Plutôt que de s’enfermer dans quelques filières privilégiées, ce qu’imposait jusqu’alors l’entreprise monopolistique EDF, il apparaît que, pour répondre à ce besoin d’énergie renouvelable par essence éclatée en multiples filières et lieux de production, il faut désormais avoir une tout autre approche : celle qui utilise au maximum, dans un concept de développement durable, les potentialités des milieux où l’on vit, et privilégier la pluralité des sources d’approvisionnement afin de constituer ce que l’on nomme « le bouquet énergétique ».

Par ailleurs, sur un territoire d’habitat dispersé à l’organisation polycentrique, dont la société manifeste des comportements profondément citoyens, il apparaît nécessaire de concevoir la production d’énergie sur des bases différentes de celles que nous ont imposées les logiques d’État et des multinationales de l’énergie.
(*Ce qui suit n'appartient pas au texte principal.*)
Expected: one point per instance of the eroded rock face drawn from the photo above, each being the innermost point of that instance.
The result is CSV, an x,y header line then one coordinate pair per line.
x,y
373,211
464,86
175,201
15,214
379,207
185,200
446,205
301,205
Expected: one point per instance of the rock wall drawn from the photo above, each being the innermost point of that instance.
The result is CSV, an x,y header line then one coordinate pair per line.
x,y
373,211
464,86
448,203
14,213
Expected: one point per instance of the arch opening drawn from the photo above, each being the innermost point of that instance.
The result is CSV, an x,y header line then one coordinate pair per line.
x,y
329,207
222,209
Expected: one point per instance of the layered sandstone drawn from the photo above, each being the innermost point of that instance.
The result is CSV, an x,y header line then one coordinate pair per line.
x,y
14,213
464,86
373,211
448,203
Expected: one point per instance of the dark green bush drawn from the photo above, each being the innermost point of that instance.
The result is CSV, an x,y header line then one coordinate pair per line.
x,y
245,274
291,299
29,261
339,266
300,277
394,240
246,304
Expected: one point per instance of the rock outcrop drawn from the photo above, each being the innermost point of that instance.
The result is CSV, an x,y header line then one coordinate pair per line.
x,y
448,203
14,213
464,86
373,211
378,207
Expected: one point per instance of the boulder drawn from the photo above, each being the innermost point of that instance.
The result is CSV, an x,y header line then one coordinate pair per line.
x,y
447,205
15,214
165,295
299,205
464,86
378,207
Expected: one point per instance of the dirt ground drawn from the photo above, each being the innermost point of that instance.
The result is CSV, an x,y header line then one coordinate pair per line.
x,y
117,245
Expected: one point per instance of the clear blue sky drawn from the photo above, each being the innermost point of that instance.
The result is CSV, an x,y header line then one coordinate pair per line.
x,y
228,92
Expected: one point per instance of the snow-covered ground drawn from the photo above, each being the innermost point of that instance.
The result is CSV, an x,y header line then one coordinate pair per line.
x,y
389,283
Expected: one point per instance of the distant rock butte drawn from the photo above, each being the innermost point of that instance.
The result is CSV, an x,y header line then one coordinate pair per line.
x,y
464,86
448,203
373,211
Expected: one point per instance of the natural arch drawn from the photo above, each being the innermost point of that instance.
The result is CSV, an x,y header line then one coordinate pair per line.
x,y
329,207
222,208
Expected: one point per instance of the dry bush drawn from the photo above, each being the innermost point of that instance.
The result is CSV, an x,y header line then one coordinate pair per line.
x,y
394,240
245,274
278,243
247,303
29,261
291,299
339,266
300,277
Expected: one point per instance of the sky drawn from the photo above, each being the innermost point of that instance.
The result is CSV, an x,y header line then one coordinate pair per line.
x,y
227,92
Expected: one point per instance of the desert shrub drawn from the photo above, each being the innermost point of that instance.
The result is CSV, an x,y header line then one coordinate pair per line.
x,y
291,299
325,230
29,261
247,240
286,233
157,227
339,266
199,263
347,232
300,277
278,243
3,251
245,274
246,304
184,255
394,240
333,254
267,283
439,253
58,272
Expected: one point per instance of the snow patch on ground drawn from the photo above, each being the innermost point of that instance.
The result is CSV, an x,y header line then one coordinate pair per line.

Pour cela il est nécessaire de repartir des potentialités du milieu dans une logique fractionnée des unités de production : « les petits ruisseaux font les grandes rivières ». Terre de forêt linéaire, de cours d’eau nombreux, territoire maritime, la Bretagne offre un potentiel énergétique que très tôt nos sociétés ont su utiliser : bois de chauffage, moulins, moulins à marée ont longtemps été les sources ou les formes d’énergie utilisées. Il nous faut à présent les adapter aux techniques nouvelles pour mieux les valoriser.

Valoriser la forêt bretonne et le bocage

La filière bois-énergie, en lien avec un bocage à reconstituer, constitue une option intéressante qui combine entretien des paysages, diversification de l’activité agricole et emplois, réseaux courts de distribution. Le bois bûche fournissait déjà, en 2013, l’équivalent de 3 423 GWh à 403 000 foyers équipés (34 % l’utilisant en mode de chauffage principal), soit 4 % de la consommation régionale d’énergie. Mais l’avenir semble davantage tourné vers l’utilisation du bois déchiqueté, fournissant les chaufferies de collectivités. En 2013, les 314 chaufferies recensées alimentant bâtiments résidentiels et tertiaires, agricoles, collectivités (certaines chaufferies étant reliées à des réseaux de chaleur) délivraient une puissance de 247 MW. C’est sous cette forme que l’énergie bois se développe le plus : depuis 2000, la puissance installée a été multipliée par 7 et la production par 9.

La petite hydraulique, une ressource ignorée

Le potentiel hydrologique de nos cours d’eau est à l’inverse totalement ignoré. Il y a encore un siècle, il y avait pourtant en Bretagne près de 3 500 moulins qui animaient les minoteries, les tanneries, le sciage, les fabriques de pâte à papier, les métalleries.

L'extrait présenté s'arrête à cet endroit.